CEDAW menilai, pembunuhan, pemerkosaan, serta persekusi yang terjadi di negara bagian Rakhine dapat dikategorikan sebagai kejahatan terhadap kemanusiaan.
"Pelanggaran semacam itu mungkin merupakan kejahatan terhadap kemanusiaan dan kami sangat prihatin atas kegagalan negara (Myanmar) untuk menghentikan pelanggaran hak asasi manusia yang mengejutkan ini," ujarnya.
CEDAW meminta agar Pemerintah Myanmar untuk memperhatikan dan melindungi perempuan serta anak-anak Rohingya yang berada di Rakhine. Termasuk mereka yang telah mengungsi ke Bangladesh. Menurutnya, gelombang pengungsian telah menyebabkan anak-anak dan perempuan Rohingya dihadapkan pada kondisi kemiskinan dan kekurangan gizi yang tinggi.
"Kami mendesak Pemerintah Myanmar untuk memenuhi kebutuhan pengungsi wanita dan anak-anak Rohingya, termasuk mereka yang saat ini tinggal di tenda-tenda pengungsian di negara-negara tetangga, dengan dukungan masyarakat internasional," kata CEDAW menjelaskan.

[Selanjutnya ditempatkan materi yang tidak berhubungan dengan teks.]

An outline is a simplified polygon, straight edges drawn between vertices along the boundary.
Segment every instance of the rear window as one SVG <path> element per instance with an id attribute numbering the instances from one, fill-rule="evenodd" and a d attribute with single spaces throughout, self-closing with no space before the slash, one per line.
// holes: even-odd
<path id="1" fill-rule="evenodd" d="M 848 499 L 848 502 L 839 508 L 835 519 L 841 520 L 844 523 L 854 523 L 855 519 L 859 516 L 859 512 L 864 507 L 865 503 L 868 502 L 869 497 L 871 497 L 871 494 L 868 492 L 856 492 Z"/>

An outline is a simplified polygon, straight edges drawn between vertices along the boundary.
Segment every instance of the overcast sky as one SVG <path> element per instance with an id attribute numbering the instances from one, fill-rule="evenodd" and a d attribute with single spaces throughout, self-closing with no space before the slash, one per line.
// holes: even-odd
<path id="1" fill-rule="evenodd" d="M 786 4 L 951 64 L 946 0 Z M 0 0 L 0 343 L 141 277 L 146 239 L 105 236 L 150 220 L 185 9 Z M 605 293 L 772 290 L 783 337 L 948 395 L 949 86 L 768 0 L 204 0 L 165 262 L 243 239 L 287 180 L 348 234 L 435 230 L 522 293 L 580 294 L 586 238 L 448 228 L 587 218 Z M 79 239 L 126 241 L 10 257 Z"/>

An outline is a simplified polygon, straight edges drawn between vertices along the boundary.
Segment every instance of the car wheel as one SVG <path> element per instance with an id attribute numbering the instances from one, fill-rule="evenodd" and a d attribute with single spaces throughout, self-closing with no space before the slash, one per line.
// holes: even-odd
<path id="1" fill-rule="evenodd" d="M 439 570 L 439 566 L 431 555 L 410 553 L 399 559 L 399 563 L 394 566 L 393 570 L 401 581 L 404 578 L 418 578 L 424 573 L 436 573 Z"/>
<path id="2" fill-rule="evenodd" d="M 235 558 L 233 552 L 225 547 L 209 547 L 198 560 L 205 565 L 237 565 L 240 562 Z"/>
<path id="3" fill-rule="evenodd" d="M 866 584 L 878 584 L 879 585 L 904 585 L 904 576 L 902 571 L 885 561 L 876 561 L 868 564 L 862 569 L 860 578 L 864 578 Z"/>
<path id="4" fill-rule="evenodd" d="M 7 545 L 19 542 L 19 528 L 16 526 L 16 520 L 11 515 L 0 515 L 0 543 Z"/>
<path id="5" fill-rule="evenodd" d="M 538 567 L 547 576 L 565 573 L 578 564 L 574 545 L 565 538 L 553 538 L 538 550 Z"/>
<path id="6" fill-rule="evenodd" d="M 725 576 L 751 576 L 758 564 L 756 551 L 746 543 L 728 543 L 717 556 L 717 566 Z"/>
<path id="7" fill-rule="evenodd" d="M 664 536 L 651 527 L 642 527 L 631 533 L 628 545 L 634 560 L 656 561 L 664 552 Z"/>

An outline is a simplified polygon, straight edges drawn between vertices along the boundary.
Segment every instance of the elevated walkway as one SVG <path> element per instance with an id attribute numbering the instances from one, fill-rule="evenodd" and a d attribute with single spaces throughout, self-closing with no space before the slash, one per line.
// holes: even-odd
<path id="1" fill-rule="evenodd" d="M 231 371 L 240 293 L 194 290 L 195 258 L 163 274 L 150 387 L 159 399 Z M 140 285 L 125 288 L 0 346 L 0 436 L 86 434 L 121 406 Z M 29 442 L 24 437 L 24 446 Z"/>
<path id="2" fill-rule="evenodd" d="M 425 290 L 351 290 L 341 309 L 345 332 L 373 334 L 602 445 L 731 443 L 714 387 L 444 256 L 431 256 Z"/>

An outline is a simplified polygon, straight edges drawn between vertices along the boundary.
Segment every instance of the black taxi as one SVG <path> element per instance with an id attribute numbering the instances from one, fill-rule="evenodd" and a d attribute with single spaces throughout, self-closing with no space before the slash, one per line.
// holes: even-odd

Pada Senin (2/10), Menteri Luar Negeri Bangladesh AH Mahmood Ali telah menggelar pertemuan dengan menteri untuk kanselor negara Myanmar Kyaw Tint Swe di Dhaka. Keduanya membahas beberapa hal, terutama tentang pemulangan ratusan ribu pengungsi Rohingya di zona perbatasan Bangladesh ke Rakhine.
Setelah pertemuan tersebut, Ali mengatakan bahwa Bangladesh dan Myanmar telah sepakat untuk membentuk sebuah kelompok kerja gabungan untuk memulai repatriasi besar-besaran. Kendati demikian, Ali tidak membocorkan tentang bagaimana kelompok gabungan ini akan bekerja. Yang jelas, dia meminta Myanmar untuk menjamin keamanan dan keselamatan orang-orang Rohingya yang nantinya dipulangkan ke Rakhine.
Sebelumnya Perdana Menteri Bangladesh Sheikh Hasina juga telah menyerukan agar dihentikannya kekerasan terhadap Rohingya di Rakhine. Ia pun meminta Myanmar agar menyiapkan zona aman agar para pengungsi Rohingya yang kini hidup di zona perbatasan Bangladesh dapat kembali ke desanya masing-masing.
PBB telah menyebut eksodus Rohingya ke Bangladesh sebagai krisis pengungsi terbesar dan paling mendesak di dunia. Menurut data PBB, sejak kekerasan pecah di Rakhine pada 25 Agustus, lebih dari setengah juta etnis Rohingya telah mengungsi ke Bangladesh.
Para pengungsi terpaksa hidup di tenda-tenda dan kemah darurat di perbatasan Bangladesh serta harus menghadapi keterbatasan suplai makanan. Hidup mereka telah sepenuhnya bergantung pada bantuan kemanusiaan.